Seder Plate was produced in 1948 for distribution among Jewish Displaced Persons of the Holocaust.

Passover celebrates the liberation of the Jewish people. The JDC Seder Plate, produced in 1948 for distribution among Jewish Displaced Persons of the Holocaust, served not only as a functional ritual object but as a symbol of postwar revival of Jewish life. By the end of World War II, 250,000 Jewish refugees were living in Displaced Persons camps in Germany, Italy and Austria, and JDC provided matza, wine and other supplies to nearly 1 million Jews throughout Europe.

JDC Seder Plate

The plate’s inscription “This Year in Jerusalem” carried significant meaning, as many European refugees were eagerly awaiting the opportunity to immigrate to Palestine; studying the Hebrew language and working on agricultural training farms in preparation for the pioneering life in the Promised Land. This became a reality for many that year, with the establishment of a Jewish state.

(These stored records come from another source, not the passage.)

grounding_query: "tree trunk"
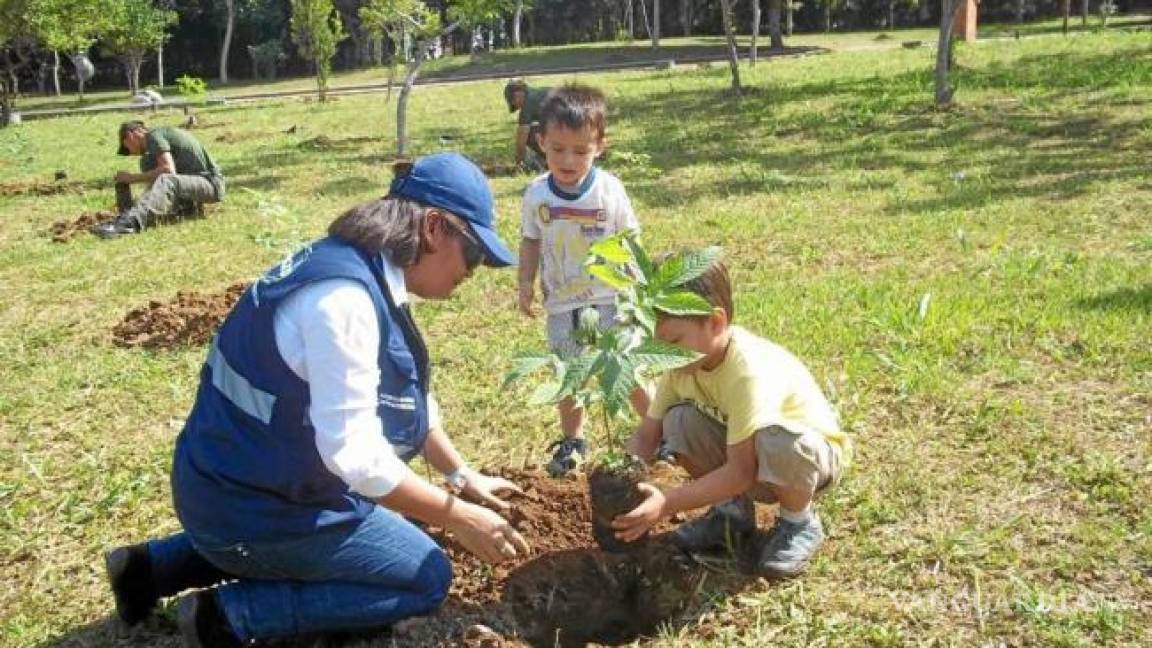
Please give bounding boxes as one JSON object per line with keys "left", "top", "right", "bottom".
{"left": 920, "top": 0, "right": 931, "bottom": 23}
{"left": 1062, "top": 0, "right": 1070, "bottom": 34}
{"left": 825, "top": 0, "right": 832, "bottom": 32}
{"left": 1014, "top": 0, "right": 1024, "bottom": 23}
{"left": 1081, "top": 0, "right": 1088, "bottom": 25}
{"left": 220, "top": 0, "right": 235, "bottom": 83}
{"left": 126, "top": 56, "right": 143, "bottom": 95}
{"left": 751, "top": 0, "right": 761, "bottom": 66}
{"left": 888, "top": 0, "right": 895, "bottom": 28}
{"left": 653, "top": 0, "right": 660, "bottom": 47}
{"left": 316, "top": 55, "right": 327, "bottom": 102}
{"left": 513, "top": 0, "right": 524, "bottom": 47}
{"left": 787, "top": 0, "right": 794, "bottom": 35}
{"left": 397, "top": 58, "right": 421, "bottom": 156}
{"left": 52, "top": 50, "right": 61, "bottom": 96}
{"left": 680, "top": 0, "right": 692, "bottom": 35}
{"left": 718, "top": 0, "right": 743, "bottom": 92}
{"left": 157, "top": 44, "right": 164, "bottom": 88}
{"left": 935, "top": 0, "right": 957, "bottom": 107}
{"left": 768, "top": 0, "right": 784, "bottom": 49}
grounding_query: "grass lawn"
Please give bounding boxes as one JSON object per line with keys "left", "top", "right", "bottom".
{"left": 1, "top": 26, "right": 1149, "bottom": 648}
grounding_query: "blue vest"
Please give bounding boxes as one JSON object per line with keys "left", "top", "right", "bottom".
{"left": 172, "top": 237, "right": 431, "bottom": 542}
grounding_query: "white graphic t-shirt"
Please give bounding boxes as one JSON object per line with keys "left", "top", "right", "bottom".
{"left": 521, "top": 168, "right": 640, "bottom": 315}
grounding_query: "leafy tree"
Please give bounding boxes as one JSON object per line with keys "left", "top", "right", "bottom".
{"left": 28, "top": 0, "right": 107, "bottom": 96}
{"left": 449, "top": 0, "right": 512, "bottom": 54}
{"left": 360, "top": 0, "right": 458, "bottom": 155}
{"left": 0, "top": 0, "right": 35, "bottom": 125}
{"left": 101, "top": 0, "right": 177, "bottom": 95}
{"left": 290, "top": 0, "right": 346, "bottom": 102}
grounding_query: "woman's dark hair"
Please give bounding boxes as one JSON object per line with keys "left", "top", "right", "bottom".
{"left": 328, "top": 195, "right": 429, "bottom": 266}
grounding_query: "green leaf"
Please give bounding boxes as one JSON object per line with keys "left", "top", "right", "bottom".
{"left": 623, "top": 234, "right": 653, "bottom": 284}
{"left": 557, "top": 351, "right": 602, "bottom": 400}
{"left": 652, "top": 290, "right": 714, "bottom": 316}
{"left": 598, "top": 355, "right": 638, "bottom": 421}
{"left": 587, "top": 233, "right": 632, "bottom": 264}
{"left": 667, "top": 246, "right": 722, "bottom": 287}
{"left": 587, "top": 264, "right": 633, "bottom": 291}
{"left": 502, "top": 352, "right": 556, "bottom": 389}
{"left": 651, "top": 255, "right": 684, "bottom": 291}
{"left": 631, "top": 340, "right": 700, "bottom": 375}
{"left": 528, "top": 381, "right": 562, "bottom": 406}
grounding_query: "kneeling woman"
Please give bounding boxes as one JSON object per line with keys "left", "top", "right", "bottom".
{"left": 105, "top": 153, "right": 529, "bottom": 646}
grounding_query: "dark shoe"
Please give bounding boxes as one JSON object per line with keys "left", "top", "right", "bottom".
{"left": 757, "top": 514, "right": 825, "bottom": 579}
{"left": 104, "top": 543, "right": 158, "bottom": 626}
{"left": 654, "top": 440, "right": 677, "bottom": 464}
{"left": 177, "top": 590, "right": 242, "bottom": 648}
{"left": 671, "top": 497, "right": 755, "bottom": 553}
{"left": 91, "top": 216, "right": 140, "bottom": 239}
{"left": 545, "top": 437, "right": 588, "bottom": 477}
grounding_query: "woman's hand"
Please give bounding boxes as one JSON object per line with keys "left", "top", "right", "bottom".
{"left": 611, "top": 483, "right": 668, "bottom": 543}
{"left": 449, "top": 501, "right": 530, "bottom": 564}
{"left": 461, "top": 470, "right": 524, "bottom": 511}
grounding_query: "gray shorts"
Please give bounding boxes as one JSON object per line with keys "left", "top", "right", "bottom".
{"left": 546, "top": 304, "right": 616, "bottom": 357}
{"left": 662, "top": 403, "right": 843, "bottom": 502}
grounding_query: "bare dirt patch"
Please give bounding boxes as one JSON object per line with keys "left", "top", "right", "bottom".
{"left": 48, "top": 210, "right": 116, "bottom": 243}
{"left": 0, "top": 178, "right": 95, "bottom": 197}
{"left": 112, "top": 283, "right": 248, "bottom": 349}
{"left": 397, "top": 467, "right": 762, "bottom": 647}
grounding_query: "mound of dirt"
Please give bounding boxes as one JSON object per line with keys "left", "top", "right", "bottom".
{"left": 479, "top": 163, "right": 524, "bottom": 178}
{"left": 0, "top": 180, "right": 81, "bottom": 197}
{"left": 401, "top": 467, "right": 760, "bottom": 647}
{"left": 48, "top": 210, "right": 115, "bottom": 243}
{"left": 112, "top": 282, "right": 248, "bottom": 349}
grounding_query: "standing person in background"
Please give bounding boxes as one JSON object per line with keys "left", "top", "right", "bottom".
{"left": 94, "top": 121, "right": 225, "bottom": 239}
{"left": 104, "top": 153, "right": 530, "bottom": 647}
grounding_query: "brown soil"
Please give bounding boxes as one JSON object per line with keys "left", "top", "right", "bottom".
{"left": 48, "top": 210, "right": 116, "bottom": 243}
{"left": 479, "top": 163, "right": 524, "bottom": 178}
{"left": 111, "top": 282, "right": 248, "bottom": 349}
{"left": 397, "top": 467, "right": 760, "bottom": 647}
{"left": 0, "top": 178, "right": 99, "bottom": 198}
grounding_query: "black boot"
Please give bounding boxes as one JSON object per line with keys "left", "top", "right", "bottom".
{"left": 104, "top": 543, "right": 158, "bottom": 626}
{"left": 177, "top": 590, "right": 242, "bottom": 648}
{"left": 91, "top": 213, "right": 141, "bottom": 239}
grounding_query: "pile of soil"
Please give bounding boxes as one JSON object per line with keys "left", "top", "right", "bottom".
{"left": 479, "top": 163, "right": 524, "bottom": 178}
{"left": 401, "top": 467, "right": 760, "bottom": 647}
{"left": 112, "top": 282, "right": 248, "bottom": 349}
{"left": 48, "top": 210, "right": 116, "bottom": 243}
{"left": 0, "top": 180, "right": 82, "bottom": 197}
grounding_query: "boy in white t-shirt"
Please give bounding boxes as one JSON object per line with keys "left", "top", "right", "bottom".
{"left": 518, "top": 83, "right": 649, "bottom": 476}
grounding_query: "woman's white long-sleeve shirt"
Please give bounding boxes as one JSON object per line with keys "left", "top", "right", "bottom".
{"left": 270, "top": 257, "right": 440, "bottom": 499}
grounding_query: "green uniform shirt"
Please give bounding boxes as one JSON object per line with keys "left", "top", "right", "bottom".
{"left": 518, "top": 87, "right": 552, "bottom": 126}
{"left": 140, "top": 126, "right": 222, "bottom": 179}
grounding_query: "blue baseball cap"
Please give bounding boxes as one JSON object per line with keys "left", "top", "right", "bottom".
{"left": 389, "top": 152, "right": 515, "bottom": 268}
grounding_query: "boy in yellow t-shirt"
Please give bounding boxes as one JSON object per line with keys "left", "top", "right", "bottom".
{"left": 612, "top": 260, "right": 851, "bottom": 577}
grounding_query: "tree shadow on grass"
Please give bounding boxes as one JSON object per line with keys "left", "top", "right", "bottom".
{"left": 609, "top": 46, "right": 1151, "bottom": 213}
{"left": 1075, "top": 284, "right": 1152, "bottom": 313}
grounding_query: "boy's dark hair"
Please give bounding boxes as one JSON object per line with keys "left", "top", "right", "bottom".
{"left": 539, "top": 83, "right": 607, "bottom": 141}
{"left": 665, "top": 260, "right": 734, "bottom": 323}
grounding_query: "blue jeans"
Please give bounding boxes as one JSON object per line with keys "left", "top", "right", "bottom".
{"left": 148, "top": 506, "right": 452, "bottom": 642}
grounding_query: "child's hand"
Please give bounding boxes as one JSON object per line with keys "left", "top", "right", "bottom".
{"left": 611, "top": 483, "right": 666, "bottom": 543}
{"left": 518, "top": 284, "right": 537, "bottom": 317}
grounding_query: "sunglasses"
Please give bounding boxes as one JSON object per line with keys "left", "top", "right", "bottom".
{"left": 441, "top": 213, "right": 485, "bottom": 271}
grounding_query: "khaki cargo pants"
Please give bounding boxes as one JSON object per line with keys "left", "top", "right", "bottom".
{"left": 118, "top": 173, "right": 224, "bottom": 229}
{"left": 662, "top": 403, "right": 843, "bottom": 502}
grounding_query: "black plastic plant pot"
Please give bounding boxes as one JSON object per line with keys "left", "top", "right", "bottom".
{"left": 588, "top": 457, "right": 649, "bottom": 553}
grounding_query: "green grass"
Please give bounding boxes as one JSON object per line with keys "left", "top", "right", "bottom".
{"left": 2, "top": 27, "right": 1150, "bottom": 648}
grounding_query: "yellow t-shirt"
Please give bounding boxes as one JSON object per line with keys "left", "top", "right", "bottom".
{"left": 648, "top": 326, "right": 851, "bottom": 461}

JDC’s program for Passover of 1948 was the greatest and most expansive in the organization’s history, yet it was far from the only instance that JDC provided Passover-related assistance to global Jewry. As early as 1918, JDC provided matza to Jewish soldiers in the Polish army. Providing free Passover food, matza flour, and matza became a JDC mainstay for Jews in need in places as far-flung as Iran, Cuba and Ethiopia.

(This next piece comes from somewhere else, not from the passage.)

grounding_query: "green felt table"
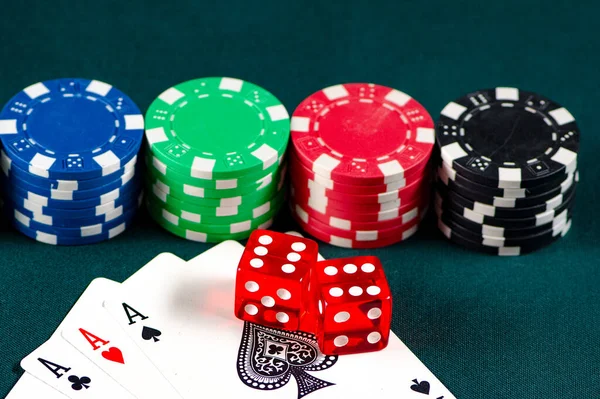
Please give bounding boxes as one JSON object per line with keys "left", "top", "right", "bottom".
{"left": 1, "top": 1, "right": 599, "bottom": 397}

Yet another hallmark in JDC’s history was Operation Seder in the spring of 1990, the first Passover celebrated after the fall of the Berlin Wall. After seventy years of Communist repression forcing Jews to practice in secrecy, JDC heroically organized public seders for 10,000 Soviet Jews in the Former Soviet Union, where Jews were able to commune together and assert their Jewish identities. JDC trained young Israeli and American volunteers to lead Seders across the USSR, allowing for a point of contact and cultural exchange between Israeli, American and Russian Jews.